Fixed effects Selection in high dimensional Linear Mixed Models

TL;DR

This paper introduces a fast, L1-penalized variable selection method for high-dimensional linear mixed models, capable of handling more parameters than observations, and demonstrating superior performance over existing methods.

Contribution

It proposes a novel multicycle ECM algorithm for fixed effects selection in high-dimensional linear mixed models, extending existing theoretical results and improving computational efficiency.

Findings

The method outperforms lmmLasso in both p<n and p>n scenarios.

The algorithm is faster due to avoiding matrix inversion.

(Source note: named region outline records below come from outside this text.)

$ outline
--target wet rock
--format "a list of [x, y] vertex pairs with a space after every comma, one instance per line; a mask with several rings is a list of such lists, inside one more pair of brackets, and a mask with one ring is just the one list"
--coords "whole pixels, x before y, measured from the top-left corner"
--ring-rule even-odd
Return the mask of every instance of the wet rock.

It effectively estimates relevant fixed effects and variances.

Abstract

We consider linear mixed models in which the observations are grouped. A L1-penalization on the fixed effects coefficients of the log-likelihood obtained by considering the random effects as missing values is proposed. A multicycle ECM algorithm is used to solve the optimization problem; it can be combined with any variable selection method developed for linear models. The algorithm allows the number of parameters p to be larger than the total number of observations n; it is faster than the lmmLasso (Schelldorfer,2011) since no n*n matrix has to be inverted. We show that the theoretical results of Schelldorfer (2011) apply for our method when the variances of both the random effects and the residuals are known. The combination of the algorithm with a variable selection method (Rohart 2011) shows good results in estimating the set of relevant fixed effects coefficients as well as estimating the variances; it outperforms the lmmLasso both in the common case (p< n) and in the high-dimensional case (p > n).